PRIMO LA PAROLA
Sous le règne de Pausole, roi
de Tryphème, chacun a le droit de tout faire et de tout dire, hormis
celui de nuire à son voisin. Le roi lui-même a peu de volonté
et pour s'éviter la peine de choisir, son harem comprend autant
de femmes qu'il y a de jours dans l'année (366 donc, car ce roi
très prudent a prévu les années bissextiles). Mais
pour ce qui est de sa fille unique, la jolie Aline, le voilà moins
libéral : il entend qu'elle reste ingénue et prude. Une troupe
de ballet vient à la cour et, dans la nuit, la belle s'enfuit avec
le premier sujet... Elle apprendra par les travaux pratiques ce que c'est
qu'un travesti. Conseillé de nuit par le ministre Taxis et de jour
par le page Giglio, le Roi part à la recherche de sa fille chérie.

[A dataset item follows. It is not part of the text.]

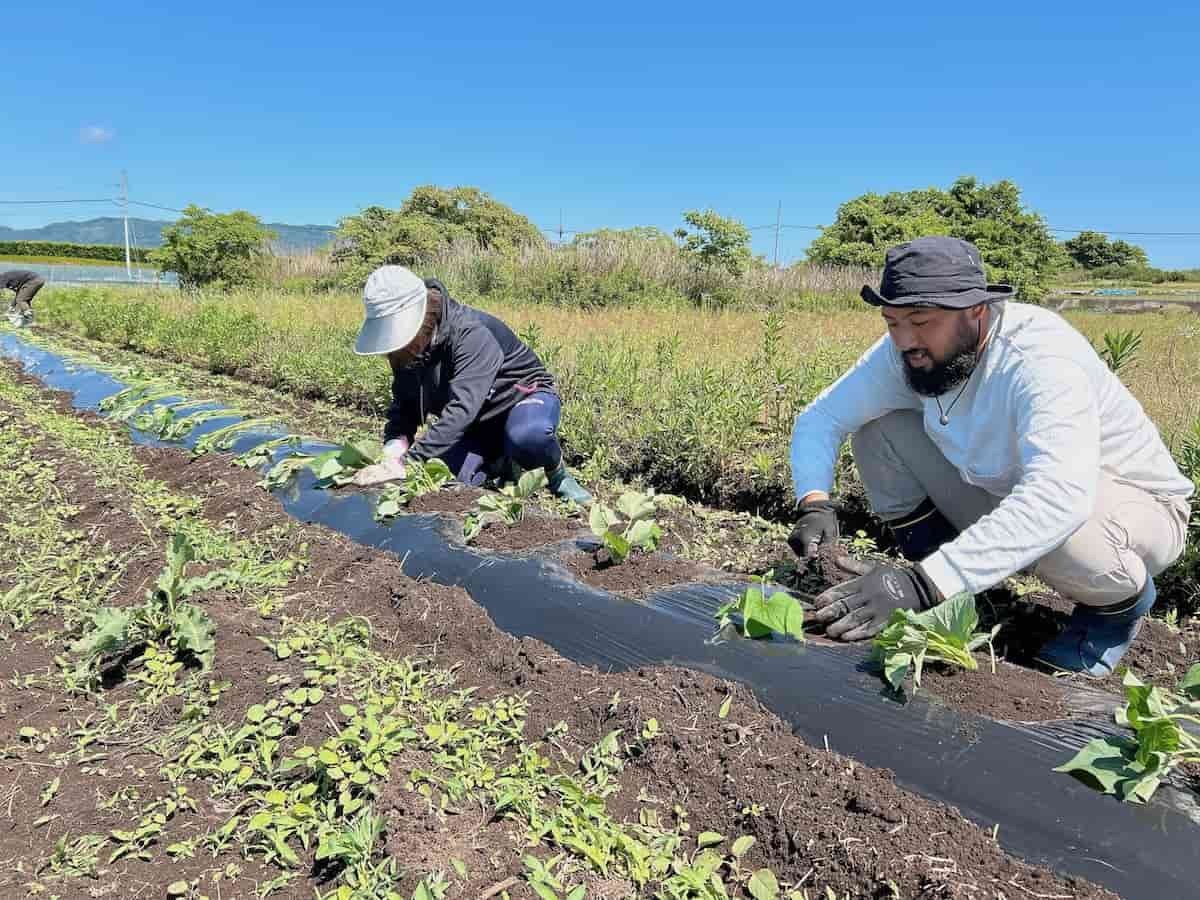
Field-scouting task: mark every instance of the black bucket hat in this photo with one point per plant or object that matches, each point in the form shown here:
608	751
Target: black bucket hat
935	271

Au deuxième acte, le hasard
mène la troupe dans la ferme même qui héberge les amours
d'Aline et de Mirabelle (la femme qui se fait passer pour un homme qui
se fait passer pour une femme : suis-je clair ?). Déguisé
en fermière, le page peut tromper une Mirabelle perplexe et approcher
d'Aline qui se découvre préférer, dans un trio, "le
dur baiser de la fermière au doux baiser du travesti". Pendant ce
temps, notre roi découvre les plaisirs de la ferme et de son bon
lait frais, ce qui nous vaut une irrésistible parodie de l'air du
Roi de Thulé et de sa coupe en or, toute bosselée.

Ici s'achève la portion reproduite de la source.